How to Work with a Recruiter to Find a Job

Last Updated on October 23, 2022 by Laura Turner

In your second or third year of residency or fellowship, your smartphone will suddenly start buzzing at all hours of the workday. When you answer, a hyperactive-sounding millennial will chirp at warp speed: “Hi Dr[yourname]! I just wanted to know your availability cause I have an amazing opportunity 60 miles from Chattanooga….”

This has the potential to happen 20 times per day, while you are trying to study for your in-service exam, text-pologize to your partner [again] for missing his birthday party, and answer pages. It is not the most ideal way to job-hunt coherently, and worse, can distract you from your main job—being a trainee.

About the Ads

Unless you have an academic-track job all lined up or are already a committed Kaiserologist, recruiters can help you find jobs you did not know existed in locum tenens, private practice, and other settings. They prowl physician search boards like physemp.com and doccafe.com for talent targets and make money on commission when they place you and your colleagues. The key is to keep your search process organized—and yourself sane. Here are some tips for doing that.

First, survey your predecessors in the training program to get the names of good and bad recruiters. Good ones have access to plum jobs and follow up with you in a professional manner. Bad ones avoid providing key details of the job, call you at times you said you were unavailable, or keep sending you work in Vegas when you clearly stated you wanted to be in Florida.

Next, limit access to your information. Create a separate phone number (Skype and Google Voice work well) and change your “official” residency contact information to that number. That goes for email as well—have a “professional recruiting” email address. That way, you can simply check messages once per week and keep your main phone from ringing or email notifications from popping up during the work day. My information was given out without my permission during residency to a national physician database, so the quicker you get this changed, the better. Make sure that any official forms you fill out use these contact methods as well.

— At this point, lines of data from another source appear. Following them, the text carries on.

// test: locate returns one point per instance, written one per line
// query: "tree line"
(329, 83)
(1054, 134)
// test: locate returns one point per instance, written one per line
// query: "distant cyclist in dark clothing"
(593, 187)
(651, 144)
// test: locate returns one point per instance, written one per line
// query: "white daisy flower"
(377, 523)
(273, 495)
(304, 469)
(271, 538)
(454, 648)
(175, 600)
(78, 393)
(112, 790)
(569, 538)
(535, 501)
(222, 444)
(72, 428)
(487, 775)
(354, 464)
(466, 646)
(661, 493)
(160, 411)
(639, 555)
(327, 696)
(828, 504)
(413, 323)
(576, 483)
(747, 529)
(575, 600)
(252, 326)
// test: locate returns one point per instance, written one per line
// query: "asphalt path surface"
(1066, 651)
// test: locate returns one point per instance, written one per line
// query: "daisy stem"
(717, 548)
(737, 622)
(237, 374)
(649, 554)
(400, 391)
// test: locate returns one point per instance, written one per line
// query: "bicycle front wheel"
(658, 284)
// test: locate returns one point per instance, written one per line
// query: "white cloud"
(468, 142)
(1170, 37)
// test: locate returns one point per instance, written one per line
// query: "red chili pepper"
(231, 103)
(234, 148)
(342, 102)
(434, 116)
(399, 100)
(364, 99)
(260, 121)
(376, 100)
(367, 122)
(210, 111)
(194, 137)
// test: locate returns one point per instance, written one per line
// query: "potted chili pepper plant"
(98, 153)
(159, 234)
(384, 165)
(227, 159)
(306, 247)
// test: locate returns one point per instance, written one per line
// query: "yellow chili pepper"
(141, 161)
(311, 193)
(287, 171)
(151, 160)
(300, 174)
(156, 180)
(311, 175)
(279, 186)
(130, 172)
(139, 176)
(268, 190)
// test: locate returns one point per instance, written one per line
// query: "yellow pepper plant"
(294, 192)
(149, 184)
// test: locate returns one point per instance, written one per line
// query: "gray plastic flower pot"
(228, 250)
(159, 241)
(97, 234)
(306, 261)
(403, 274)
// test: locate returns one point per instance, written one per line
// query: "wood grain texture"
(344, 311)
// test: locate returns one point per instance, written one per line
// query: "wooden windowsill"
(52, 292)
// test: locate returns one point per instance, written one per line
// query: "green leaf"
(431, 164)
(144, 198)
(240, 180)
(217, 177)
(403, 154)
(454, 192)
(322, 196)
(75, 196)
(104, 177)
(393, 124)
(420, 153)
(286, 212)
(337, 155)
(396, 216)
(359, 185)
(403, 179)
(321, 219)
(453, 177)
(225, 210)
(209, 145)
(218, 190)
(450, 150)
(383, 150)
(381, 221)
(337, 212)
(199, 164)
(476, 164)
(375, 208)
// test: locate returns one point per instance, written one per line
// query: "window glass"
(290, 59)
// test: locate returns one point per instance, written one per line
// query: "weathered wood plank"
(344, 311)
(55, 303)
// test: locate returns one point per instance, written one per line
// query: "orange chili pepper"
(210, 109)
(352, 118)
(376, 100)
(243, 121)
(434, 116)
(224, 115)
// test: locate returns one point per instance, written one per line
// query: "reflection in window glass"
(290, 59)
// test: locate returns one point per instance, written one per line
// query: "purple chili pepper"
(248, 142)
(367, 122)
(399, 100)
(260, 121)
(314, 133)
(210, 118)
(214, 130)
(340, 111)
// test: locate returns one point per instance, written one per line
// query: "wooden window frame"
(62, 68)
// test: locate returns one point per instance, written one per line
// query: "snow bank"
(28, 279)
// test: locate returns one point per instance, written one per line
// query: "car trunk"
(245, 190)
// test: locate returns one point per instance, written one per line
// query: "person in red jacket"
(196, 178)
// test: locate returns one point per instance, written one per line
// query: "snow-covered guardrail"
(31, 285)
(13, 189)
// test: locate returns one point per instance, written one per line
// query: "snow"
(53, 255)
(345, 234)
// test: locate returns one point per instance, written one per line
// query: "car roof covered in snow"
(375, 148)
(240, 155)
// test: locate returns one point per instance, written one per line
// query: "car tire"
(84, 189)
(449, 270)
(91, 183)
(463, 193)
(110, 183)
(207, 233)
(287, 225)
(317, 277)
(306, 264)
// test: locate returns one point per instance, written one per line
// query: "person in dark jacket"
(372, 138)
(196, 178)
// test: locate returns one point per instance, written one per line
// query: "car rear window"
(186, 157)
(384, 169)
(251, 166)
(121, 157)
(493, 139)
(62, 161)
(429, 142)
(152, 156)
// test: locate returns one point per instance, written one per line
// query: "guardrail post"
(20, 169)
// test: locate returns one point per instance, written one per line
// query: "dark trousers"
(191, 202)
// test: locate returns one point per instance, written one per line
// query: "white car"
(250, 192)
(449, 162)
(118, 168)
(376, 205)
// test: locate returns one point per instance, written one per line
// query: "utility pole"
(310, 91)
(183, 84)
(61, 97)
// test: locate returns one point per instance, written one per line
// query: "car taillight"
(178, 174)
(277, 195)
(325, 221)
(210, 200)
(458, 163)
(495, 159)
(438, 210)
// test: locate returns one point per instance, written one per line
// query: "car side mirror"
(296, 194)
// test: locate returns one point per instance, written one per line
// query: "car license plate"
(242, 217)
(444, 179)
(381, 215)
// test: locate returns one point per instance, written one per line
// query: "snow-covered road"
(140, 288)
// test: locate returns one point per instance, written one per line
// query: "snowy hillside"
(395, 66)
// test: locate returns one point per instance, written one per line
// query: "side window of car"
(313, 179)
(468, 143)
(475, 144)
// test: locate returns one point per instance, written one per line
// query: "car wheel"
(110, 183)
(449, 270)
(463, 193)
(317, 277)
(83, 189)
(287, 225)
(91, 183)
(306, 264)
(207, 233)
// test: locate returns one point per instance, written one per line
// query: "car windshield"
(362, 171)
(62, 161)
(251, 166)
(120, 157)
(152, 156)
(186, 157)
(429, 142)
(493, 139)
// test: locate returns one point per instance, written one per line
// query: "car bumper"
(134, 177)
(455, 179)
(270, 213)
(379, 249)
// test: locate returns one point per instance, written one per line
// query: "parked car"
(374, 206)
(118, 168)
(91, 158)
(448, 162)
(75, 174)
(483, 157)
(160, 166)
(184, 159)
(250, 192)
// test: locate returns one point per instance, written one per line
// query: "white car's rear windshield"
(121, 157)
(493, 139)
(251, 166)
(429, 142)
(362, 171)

If you know what kind of job you are looking for (for example 30 hours per week of family practice without OB, prorated benefits, within 20 miles of downtown Chicago, IL), you can even create a canned response in Google to auto-reply to recruiter emails. Most of the time, they are looking for your availability and desires, so this succinct bit of information can help them decide whether to pursue you further as a candidate—and as a bonus, you avoid typing the same thing a hundred times.

Have your resume updated on your computer as well as on your smartphone, so that you can flick off a copy at the touch of a button.

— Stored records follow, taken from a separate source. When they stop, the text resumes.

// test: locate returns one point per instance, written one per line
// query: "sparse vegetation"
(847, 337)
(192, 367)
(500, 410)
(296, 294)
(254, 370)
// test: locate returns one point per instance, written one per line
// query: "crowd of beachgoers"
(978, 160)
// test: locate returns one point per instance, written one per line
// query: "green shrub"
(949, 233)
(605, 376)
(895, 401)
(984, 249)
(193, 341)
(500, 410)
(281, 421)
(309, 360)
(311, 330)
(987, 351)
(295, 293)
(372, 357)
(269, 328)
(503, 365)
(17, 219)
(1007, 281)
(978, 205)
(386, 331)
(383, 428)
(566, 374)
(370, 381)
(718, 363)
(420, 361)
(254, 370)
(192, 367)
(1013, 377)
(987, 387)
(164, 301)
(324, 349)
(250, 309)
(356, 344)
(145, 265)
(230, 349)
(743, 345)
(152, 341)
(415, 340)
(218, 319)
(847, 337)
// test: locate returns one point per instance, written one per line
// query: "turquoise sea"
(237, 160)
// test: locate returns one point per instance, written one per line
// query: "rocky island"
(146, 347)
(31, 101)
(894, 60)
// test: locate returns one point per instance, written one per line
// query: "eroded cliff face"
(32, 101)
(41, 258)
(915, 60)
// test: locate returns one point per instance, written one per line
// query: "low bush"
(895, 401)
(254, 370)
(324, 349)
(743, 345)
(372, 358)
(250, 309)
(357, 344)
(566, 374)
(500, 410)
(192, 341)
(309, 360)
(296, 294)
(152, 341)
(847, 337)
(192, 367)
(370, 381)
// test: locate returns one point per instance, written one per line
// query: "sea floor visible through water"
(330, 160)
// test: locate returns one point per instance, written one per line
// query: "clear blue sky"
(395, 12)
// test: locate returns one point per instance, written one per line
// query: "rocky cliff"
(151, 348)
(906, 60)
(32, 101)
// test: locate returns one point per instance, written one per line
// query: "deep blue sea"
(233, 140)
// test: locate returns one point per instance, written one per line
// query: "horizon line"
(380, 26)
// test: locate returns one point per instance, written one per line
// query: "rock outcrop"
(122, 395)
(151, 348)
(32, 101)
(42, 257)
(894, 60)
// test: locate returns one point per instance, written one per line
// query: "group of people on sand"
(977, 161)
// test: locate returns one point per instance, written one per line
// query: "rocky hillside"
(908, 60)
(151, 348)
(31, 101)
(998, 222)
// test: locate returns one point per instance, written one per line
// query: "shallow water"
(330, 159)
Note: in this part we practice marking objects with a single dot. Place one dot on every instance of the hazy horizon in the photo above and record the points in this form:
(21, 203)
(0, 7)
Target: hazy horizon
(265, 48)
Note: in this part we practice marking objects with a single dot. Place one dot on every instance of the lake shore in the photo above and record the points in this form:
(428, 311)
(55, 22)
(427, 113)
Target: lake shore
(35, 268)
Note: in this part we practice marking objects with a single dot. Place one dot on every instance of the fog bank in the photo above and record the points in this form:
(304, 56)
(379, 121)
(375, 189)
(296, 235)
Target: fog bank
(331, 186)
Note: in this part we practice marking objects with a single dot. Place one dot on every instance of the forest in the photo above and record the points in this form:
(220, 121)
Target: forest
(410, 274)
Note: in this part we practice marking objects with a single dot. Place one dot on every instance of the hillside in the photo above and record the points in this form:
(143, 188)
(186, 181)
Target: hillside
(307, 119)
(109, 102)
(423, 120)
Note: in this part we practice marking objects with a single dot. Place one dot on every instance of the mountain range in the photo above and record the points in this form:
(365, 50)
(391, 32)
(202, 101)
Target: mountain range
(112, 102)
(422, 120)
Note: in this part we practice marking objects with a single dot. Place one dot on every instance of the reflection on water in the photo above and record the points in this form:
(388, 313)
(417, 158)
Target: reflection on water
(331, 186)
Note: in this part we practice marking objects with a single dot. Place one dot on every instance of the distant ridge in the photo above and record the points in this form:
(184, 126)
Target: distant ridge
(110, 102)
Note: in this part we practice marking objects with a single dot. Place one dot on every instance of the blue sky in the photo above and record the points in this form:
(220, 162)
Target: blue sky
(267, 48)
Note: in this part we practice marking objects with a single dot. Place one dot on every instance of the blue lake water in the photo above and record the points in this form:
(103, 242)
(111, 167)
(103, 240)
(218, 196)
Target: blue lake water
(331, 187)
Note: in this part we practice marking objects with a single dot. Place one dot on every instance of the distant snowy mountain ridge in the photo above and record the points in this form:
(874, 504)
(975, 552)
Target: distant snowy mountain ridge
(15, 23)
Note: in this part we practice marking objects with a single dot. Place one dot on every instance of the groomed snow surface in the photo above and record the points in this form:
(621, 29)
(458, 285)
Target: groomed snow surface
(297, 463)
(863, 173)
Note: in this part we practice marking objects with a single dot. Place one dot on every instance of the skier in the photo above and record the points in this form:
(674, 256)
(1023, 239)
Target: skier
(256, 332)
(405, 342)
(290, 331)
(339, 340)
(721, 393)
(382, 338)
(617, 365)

I have preferred working over email as much as possible with recruiters, as they tend to be painfully long-winded at times. Often, they will ask you a series of questions (have you had any malpractice suits? Are you ACLS certified?). Once you are asked these questions the first time, simply add the questions and answers to your canned response template.

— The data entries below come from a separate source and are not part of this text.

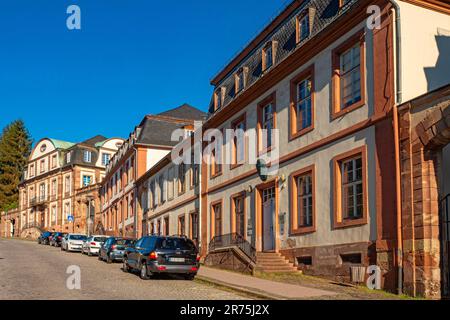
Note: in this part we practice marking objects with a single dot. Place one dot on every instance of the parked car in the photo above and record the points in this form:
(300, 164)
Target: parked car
(74, 242)
(114, 248)
(56, 239)
(156, 255)
(43, 238)
(92, 245)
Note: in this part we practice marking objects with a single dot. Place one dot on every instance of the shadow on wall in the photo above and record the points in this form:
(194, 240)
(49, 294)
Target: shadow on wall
(439, 75)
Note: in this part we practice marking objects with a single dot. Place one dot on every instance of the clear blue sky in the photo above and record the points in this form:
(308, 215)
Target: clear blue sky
(131, 58)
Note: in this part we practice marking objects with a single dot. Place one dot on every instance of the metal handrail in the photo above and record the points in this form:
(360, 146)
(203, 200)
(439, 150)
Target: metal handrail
(233, 240)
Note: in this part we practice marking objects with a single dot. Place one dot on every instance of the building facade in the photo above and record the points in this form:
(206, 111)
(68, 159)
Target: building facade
(316, 98)
(59, 188)
(151, 141)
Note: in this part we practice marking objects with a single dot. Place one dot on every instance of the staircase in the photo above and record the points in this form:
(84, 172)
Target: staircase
(273, 262)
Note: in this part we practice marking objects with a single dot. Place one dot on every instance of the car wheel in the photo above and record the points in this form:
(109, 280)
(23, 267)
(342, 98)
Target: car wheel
(189, 277)
(143, 274)
(125, 266)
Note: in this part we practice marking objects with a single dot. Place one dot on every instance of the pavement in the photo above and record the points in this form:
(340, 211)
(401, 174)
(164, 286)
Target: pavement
(29, 271)
(260, 287)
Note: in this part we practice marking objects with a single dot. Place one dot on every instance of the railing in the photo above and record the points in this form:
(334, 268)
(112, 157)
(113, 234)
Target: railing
(233, 240)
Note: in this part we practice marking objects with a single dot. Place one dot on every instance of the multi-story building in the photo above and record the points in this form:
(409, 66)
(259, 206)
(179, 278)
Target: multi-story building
(327, 78)
(59, 187)
(146, 146)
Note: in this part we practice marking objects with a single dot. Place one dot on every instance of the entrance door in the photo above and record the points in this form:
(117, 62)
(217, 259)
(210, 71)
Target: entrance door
(445, 245)
(268, 197)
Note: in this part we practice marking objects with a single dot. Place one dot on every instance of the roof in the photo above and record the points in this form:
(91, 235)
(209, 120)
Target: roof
(185, 111)
(59, 144)
(94, 140)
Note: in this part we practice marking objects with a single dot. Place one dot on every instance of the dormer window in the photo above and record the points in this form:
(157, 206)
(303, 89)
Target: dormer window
(239, 80)
(267, 56)
(87, 156)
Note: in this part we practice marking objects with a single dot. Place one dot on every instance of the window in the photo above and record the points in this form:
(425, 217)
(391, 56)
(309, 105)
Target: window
(171, 188)
(54, 186)
(350, 198)
(181, 225)
(67, 185)
(54, 161)
(238, 214)
(194, 226)
(216, 219)
(166, 226)
(239, 81)
(238, 144)
(87, 156)
(303, 26)
(162, 197)
(42, 170)
(218, 99)
(302, 103)
(152, 193)
(181, 178)
(267, 56)
(106, 157)
(266, 123)
(302, 201)
(87, 180)
(348, 76)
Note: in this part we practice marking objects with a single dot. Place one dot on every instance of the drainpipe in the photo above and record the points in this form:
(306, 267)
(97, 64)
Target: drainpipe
(398, 72)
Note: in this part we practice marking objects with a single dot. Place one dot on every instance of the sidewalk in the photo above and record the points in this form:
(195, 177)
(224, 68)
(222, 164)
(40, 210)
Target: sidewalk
(264, 288)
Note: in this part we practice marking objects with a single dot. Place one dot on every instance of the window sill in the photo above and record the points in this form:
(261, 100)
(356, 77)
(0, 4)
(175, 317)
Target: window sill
(293, 136)
(350, 108)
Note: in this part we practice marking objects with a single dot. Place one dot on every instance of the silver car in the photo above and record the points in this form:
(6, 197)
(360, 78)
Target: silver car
(73, 242)
(92, 245)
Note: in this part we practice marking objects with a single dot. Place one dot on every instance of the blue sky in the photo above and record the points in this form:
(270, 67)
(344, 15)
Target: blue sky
(131, 58)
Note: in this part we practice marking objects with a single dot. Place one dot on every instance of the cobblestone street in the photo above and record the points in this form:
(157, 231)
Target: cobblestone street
(32, 271)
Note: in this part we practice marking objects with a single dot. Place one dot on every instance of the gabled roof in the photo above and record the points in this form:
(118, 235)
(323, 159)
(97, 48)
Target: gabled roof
(185, 111)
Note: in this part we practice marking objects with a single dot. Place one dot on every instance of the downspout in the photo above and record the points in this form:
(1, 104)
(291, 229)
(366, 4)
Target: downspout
(398, 71)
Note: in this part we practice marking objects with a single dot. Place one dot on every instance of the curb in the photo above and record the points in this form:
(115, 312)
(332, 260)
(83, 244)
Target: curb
(253, 292)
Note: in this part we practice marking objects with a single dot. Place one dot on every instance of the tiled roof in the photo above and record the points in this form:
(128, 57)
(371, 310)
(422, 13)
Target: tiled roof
(185, 111)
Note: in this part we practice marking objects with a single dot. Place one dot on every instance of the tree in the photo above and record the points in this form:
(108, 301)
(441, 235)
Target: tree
(15, 147)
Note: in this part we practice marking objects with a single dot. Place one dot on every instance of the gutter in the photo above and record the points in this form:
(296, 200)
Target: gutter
(399, 98)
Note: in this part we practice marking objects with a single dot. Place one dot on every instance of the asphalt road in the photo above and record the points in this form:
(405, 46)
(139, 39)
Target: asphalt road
(37, 272)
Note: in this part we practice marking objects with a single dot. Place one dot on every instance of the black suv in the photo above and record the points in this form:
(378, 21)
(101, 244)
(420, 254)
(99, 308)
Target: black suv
(43, 238)
(114, 248)
(156, 255)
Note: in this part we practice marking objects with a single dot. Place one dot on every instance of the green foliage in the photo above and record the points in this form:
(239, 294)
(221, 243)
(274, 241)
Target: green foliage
(15, 147)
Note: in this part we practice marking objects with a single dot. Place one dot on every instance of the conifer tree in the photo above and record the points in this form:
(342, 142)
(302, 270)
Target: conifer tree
(15, 147)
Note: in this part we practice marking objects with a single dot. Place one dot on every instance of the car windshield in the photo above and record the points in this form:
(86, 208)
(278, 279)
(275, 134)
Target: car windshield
(176, 244)
(77, 237)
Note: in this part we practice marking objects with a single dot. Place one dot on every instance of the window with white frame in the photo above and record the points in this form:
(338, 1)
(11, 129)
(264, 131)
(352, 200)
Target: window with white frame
(106, 157)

Do not just take every call at the moment the recruiter feels like calling you. That is a great way to get nothing done on your day off. Minimizing phone contact—and interruptions—can be managed by offering to call the recruiter at a time of your choosing. When you get an email to your professional account that looks interesting, write back, “Hi Felicia, that sounds cool. I’m going to plan to call you at 5 pm EST on January 4”. That way, you can make the most of your 1-hour commute while calling from your (blocked, private) real phone number. But be 100% professional and follow through with your offer to call, since the recruiter is blocking off time for you. Set a phone alarm—if you have to miss your call, dash off a quick e-mail stating the time you will call instead.

It is perfectly fine to say, 25 minutes into a phone call, “I have 5 minutes left.” Again, recruiting calls tend to go on ad nauseum, and your time is valuable.

Save recruiters’ names and agencies in your phone, to avoid strings of unfamiliar numbers with weird area codes in your dialed calls. This also carries the benefit of helping you easily contact a particular agency when you want to switch jobs.

If you go on an interview, email the recruiter from the parking lot to let them know how it went. They do want to know!

Though the adage says the best jobs are the unadvertised ones, working with a recruiter can actually lead to long-term job happiness. With you in control of the job search process, getting there can be organized and pleasant.